My instructor is a very friendly, and what you might call, an ol’ timer, which I respect him for. I noticed very quickly that he has a fantastic reservoir of knowledge that he is more than willing to share, especially if you ask 😉

Unfortunately, we were dodging storms, so I didn’t have time to take a nice cheesy picture of my first dual instruction with an excessive, perhaps overexcited grin… Instead, I posted a picture with my slick new FMA shirt, which makes up for my ugly face 😉 next to my newly built 1/2 Volkswagen Ultralight engine. I know, unrelated, but I had to share it since I spent the last year building it from scratch, and tend to be quite a bit proud of the ol’ girl. If you are wondering, “what do you mean 1/2?!” Just look it up, it is half of a 4 cylinder (now 2) aircooled volkswagen engine converted for ultralight aircraft. It will be running soon, so if anyone would like to see a video of that, I suppose I can figure out how to post that somehow…

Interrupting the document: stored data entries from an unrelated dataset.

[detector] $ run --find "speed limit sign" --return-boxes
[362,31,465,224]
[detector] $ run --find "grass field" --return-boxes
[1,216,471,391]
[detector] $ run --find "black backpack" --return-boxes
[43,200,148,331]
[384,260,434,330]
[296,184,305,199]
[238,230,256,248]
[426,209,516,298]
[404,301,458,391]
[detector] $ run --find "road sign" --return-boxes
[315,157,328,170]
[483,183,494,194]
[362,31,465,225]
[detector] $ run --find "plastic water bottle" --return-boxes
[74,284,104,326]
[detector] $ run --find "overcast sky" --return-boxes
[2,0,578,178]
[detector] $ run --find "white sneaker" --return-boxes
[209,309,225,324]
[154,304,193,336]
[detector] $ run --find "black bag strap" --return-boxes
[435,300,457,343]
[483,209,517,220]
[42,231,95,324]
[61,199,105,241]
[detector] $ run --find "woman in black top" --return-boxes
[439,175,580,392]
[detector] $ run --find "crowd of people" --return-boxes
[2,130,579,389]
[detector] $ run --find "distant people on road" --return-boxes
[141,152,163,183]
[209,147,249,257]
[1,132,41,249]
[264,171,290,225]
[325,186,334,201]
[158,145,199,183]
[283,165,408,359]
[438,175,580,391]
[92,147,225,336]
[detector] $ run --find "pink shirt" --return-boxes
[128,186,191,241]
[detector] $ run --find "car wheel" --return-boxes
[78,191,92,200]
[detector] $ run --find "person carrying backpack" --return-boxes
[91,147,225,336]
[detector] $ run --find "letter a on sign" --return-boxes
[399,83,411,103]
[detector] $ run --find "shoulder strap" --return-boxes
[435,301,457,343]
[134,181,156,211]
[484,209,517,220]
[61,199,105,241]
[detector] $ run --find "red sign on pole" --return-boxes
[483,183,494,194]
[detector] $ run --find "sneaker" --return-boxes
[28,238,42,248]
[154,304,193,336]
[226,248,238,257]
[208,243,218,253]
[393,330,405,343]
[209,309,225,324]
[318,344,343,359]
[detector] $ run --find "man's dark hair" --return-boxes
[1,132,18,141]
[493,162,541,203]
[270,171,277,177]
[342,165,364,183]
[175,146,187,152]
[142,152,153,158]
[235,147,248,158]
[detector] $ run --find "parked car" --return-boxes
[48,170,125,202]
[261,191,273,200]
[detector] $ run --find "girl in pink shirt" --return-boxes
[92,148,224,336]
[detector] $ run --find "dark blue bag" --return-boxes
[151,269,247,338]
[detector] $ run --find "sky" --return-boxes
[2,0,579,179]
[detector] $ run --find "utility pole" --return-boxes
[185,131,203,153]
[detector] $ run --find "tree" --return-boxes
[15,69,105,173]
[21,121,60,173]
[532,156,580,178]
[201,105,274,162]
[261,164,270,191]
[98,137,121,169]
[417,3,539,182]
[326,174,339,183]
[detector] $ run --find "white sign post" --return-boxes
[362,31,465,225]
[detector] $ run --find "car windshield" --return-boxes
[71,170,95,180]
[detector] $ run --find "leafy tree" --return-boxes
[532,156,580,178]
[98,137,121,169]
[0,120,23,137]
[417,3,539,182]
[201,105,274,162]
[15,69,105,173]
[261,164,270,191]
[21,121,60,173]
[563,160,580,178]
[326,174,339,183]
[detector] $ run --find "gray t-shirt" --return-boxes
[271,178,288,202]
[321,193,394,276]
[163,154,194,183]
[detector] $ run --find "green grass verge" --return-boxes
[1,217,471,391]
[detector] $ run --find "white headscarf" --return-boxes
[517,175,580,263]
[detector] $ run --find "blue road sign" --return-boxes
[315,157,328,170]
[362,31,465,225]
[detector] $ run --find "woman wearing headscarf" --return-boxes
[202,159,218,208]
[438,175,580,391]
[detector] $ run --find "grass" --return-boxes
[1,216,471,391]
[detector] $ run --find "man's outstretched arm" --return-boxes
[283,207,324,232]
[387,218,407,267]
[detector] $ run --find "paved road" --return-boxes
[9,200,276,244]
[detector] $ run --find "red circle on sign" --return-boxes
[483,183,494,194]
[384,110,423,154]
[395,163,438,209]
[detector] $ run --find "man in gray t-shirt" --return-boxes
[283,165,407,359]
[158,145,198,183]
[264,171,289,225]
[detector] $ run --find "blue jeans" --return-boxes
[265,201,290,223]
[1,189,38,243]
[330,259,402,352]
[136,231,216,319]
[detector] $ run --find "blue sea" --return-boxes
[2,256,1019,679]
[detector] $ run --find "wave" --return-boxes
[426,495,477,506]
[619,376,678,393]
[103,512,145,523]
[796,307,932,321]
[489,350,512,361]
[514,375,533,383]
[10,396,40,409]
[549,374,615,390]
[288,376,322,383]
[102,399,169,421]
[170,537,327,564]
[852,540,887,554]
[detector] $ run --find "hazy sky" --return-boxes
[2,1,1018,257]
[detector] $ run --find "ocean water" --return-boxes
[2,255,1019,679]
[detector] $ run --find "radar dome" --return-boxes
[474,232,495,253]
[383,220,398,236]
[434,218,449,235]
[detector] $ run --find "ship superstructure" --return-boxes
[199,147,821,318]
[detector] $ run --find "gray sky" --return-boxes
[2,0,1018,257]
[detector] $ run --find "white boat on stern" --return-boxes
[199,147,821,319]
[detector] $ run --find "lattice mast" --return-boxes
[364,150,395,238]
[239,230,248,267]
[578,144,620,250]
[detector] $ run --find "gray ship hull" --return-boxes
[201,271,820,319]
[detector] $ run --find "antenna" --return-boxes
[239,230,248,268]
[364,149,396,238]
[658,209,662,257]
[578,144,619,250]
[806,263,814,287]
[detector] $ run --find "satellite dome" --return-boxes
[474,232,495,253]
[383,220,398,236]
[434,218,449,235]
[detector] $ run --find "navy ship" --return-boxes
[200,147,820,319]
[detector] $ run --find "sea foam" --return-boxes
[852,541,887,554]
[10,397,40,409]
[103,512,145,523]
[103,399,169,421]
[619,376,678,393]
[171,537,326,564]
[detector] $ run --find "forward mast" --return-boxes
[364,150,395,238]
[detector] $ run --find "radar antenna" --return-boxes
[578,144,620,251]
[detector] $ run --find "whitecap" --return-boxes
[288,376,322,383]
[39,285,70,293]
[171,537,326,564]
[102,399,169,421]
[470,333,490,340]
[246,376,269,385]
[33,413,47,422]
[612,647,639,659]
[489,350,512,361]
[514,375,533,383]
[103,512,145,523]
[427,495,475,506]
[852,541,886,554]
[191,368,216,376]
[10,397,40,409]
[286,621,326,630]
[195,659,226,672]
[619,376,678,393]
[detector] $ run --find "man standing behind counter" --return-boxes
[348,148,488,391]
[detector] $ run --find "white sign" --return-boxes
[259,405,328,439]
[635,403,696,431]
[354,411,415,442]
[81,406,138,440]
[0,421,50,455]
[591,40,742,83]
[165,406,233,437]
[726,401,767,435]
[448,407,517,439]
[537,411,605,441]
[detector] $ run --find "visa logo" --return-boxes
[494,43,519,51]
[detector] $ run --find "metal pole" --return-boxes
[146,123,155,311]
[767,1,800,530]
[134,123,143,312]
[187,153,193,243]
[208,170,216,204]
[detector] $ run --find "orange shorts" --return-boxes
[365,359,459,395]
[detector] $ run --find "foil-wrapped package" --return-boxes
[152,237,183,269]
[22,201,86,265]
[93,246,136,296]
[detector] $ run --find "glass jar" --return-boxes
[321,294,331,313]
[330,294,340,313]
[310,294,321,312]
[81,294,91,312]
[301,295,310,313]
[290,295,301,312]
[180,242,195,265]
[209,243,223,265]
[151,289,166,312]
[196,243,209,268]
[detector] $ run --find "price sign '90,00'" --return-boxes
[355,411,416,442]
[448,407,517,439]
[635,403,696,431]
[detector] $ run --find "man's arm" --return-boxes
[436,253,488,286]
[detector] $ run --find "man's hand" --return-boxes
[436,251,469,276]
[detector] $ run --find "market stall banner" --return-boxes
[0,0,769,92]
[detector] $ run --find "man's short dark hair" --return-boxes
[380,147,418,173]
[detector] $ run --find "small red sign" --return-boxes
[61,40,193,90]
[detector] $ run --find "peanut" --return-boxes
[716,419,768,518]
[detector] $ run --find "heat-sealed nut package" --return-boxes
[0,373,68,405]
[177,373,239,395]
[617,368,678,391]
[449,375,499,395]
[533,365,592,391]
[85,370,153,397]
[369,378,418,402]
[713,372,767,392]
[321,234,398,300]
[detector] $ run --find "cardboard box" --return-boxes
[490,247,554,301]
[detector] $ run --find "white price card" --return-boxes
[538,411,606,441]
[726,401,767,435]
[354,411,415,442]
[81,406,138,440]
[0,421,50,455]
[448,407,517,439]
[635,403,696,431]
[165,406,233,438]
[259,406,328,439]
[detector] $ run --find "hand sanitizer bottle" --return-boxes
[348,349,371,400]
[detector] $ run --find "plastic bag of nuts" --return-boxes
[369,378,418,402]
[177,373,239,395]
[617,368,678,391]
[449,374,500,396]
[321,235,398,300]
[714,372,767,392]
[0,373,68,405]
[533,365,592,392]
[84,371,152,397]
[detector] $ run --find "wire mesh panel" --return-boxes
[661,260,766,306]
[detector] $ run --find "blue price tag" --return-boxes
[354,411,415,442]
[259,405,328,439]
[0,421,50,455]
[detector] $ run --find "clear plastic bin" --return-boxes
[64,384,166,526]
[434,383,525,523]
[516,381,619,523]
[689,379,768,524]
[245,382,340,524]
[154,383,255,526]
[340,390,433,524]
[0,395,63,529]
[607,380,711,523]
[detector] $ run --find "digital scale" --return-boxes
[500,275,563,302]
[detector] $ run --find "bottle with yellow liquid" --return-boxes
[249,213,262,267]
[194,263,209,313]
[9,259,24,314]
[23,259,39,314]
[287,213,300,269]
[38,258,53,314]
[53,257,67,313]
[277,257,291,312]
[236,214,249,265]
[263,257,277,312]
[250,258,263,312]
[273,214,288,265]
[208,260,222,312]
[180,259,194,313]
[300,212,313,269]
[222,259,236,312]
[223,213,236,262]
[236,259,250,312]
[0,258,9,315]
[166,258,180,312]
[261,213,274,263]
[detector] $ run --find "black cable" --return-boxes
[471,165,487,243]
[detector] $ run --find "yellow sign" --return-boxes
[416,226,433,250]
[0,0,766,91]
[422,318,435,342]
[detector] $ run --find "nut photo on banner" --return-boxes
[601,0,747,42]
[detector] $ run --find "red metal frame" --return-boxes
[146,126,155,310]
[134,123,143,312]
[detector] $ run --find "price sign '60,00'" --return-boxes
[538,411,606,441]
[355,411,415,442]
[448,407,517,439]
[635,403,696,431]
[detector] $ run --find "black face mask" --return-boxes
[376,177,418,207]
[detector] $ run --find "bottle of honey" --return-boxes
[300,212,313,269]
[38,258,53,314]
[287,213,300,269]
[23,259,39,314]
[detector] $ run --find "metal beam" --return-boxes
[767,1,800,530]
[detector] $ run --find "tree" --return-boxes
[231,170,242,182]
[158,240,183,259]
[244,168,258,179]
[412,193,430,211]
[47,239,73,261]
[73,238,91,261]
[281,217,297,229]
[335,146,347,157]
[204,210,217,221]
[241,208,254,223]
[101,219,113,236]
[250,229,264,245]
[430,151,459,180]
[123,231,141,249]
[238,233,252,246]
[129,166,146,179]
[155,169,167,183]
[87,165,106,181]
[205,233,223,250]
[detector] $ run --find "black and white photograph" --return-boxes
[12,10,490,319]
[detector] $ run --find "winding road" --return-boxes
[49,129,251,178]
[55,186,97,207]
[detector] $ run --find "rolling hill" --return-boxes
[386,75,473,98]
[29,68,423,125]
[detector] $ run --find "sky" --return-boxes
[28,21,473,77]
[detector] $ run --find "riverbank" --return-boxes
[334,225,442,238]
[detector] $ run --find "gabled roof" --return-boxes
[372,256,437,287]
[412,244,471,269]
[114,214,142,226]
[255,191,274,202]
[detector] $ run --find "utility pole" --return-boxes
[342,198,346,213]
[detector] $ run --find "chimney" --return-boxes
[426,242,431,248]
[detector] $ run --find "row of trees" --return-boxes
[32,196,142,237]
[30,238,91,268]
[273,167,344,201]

MTSU Aviation Camp – Isaac Hill

I look forward to starting my flight training at Murfreesboro Aviation soon, but before I do, I am attending Aviation Camp at Middle Tennessee State University. Yesterday, was my first day and I met three marching band students from two high schools.  Today we will try out MTSU’s 360 degree air traffic control simulator and begin designing and building an airplane out of balsa wood. Tomorrow, we fly!  I will be sure to tell everyone about the FMA.

Sponsor Swag

 

Hello all,

Now that my blog is up and running, I can finally say my thank you’s to all the sponsors of the 2017 FMA Solo Program! A couple weeks ago, I knew right away it was sponsor swag when I saw the mail man come up to my house with a big ol’ box. I was so excited that I just had to take this picture right away! I am so happy to represent all of these amazing companies and the Flying Musicians Association in my journey to my solo and further!  It is such an honor to have been chosen as a winner for the Program, let alone be the first international winner, and I am so blessed to have already been shown such great support in this community of aviation and music lovers. I look forward to helping spread the name of FMA across Canada!

Thank you again to all sponsors and everyone involved in the FMA Solo Program!